The evolutionary imperative to avoid interbreeding with other species can also be a potent diversifying force. If two closely related species or populations overlap, then interbreeding will produce hybrid offspring that are sometimes deformed and often poorly adapted to either of their parents’ habitats. In this case, evolution will favor breeding displays that clearly differentiate each species, reducing the possibility of ill-advised pairings.
For example, the spring peepers that I listen to in the swamps of upstate New York belong to the eastern population of the species. To the west, in Ohio and Indiana, the peepers are larger and their calls are lower and delivered at a faster clip. Four other populations, one in the Midwest and three along the Gulf Coast, also differ in body size and call style. These six different spring peeper varieties have pedigrees that diverged at least three million years ago, with some hybridization and genetic mixing since. What seemed to human taxonomists one species, labeled with one name, the “spring peeper,” is instead a family of six different genetic lineages with subtly different breeding calls. Where the spring peeper clans meet, in areas of overlap, evolution has made the frogs’ sounds and preferences especially distinctive, slowing genetic mixing among populations.

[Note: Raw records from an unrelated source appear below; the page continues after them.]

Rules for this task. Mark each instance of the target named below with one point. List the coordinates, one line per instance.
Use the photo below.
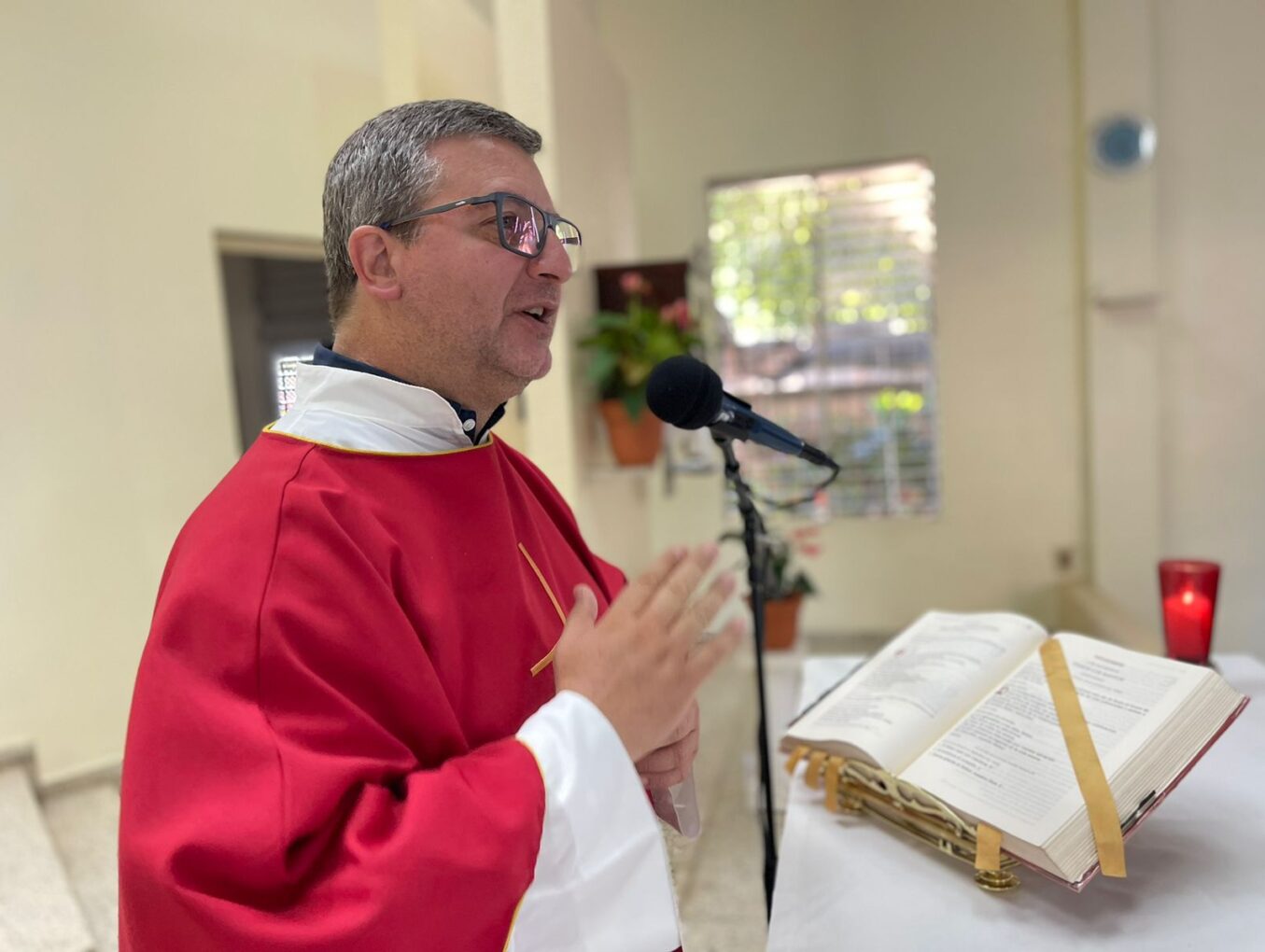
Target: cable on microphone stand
(756, 556)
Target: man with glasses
(391, 701)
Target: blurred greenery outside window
(825, 287)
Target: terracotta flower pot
(782, 623)
(635, 442)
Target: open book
(958, 705)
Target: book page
(1005, 762)
(922, 681)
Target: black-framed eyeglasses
(521, 227)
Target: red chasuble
(321, 752)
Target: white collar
(362, 411)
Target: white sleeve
(602, 881)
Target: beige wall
(982, 90)
(1212, 319)
(133, 133)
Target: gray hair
(385, 170)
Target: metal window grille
(826, 289)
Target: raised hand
(643, 663)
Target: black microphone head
(684, 392)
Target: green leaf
(634, 402)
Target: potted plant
(784, 584)
(624, 348)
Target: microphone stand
(752, 531)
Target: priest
(391, 699)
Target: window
(825, 286)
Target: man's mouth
(539, 314)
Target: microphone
(688, 393)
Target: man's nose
(553, 262)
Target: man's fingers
(641, 589)
(695, 619)
(706, 656)
(583, 612)
(676, 589)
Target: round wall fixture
(1123, 143)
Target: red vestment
(321, 751)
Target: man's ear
(371, 250)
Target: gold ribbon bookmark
(1100, 802)
(988, 848)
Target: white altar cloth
(1196, 867)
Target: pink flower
(634, 284)
(677, 313)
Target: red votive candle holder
(1188, 591)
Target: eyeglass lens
(523, 229)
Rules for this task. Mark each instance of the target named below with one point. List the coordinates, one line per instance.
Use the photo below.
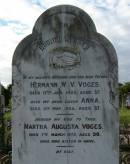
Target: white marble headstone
(65, 92)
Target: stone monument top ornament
(65, 98)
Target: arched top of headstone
(63, 22)
(54, 12)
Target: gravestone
(65, 92)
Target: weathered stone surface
(65, 99)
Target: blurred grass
(124, 116)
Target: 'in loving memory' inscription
(71, 108)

The sounds of breeding animals, then, can enforce the boundaries between populations. In doing so, they nudge diverging populations toward more complete breaches. These breakups are one of the foundations of biological diversity: the splitting of one species into two.
These examples should in no way be read as supporting the racist laws and cultural biases against so-called miscegenation in humans. Tree frog lineages have been on different evolutionary paths for at least three million years. Humans show no such deep and wide genetic divides within our species. All contemporary human populations share a common ancestry that dates back only a couple hundred thousand years, at most. Compared with other animals, the genetic geographic differences that exist among our populations are slight. Further, children born of parents from different regions show no propensity to increased genetic illness. Instead, the reverse is often true when inbreeding among closely knit human populations unmasks hidden genetic problems. Last, our commitment to equality and the dignity of all human beings makes any discrimination, even if it were founded on some underlying biological patterns, wrong. The behavior of other species is no guide to human morality.
Avoidance of interbreeding can, in some species, cause breeding songs to diverge. But this process is far from universal. In many species, there is no evidence either that hybrid offspring have poor health or that breeding songs are especially divergent when close species live in the same location. Evolution has another trick up its sleeve, the wondrous elaborations wrought by sexual aesthetics.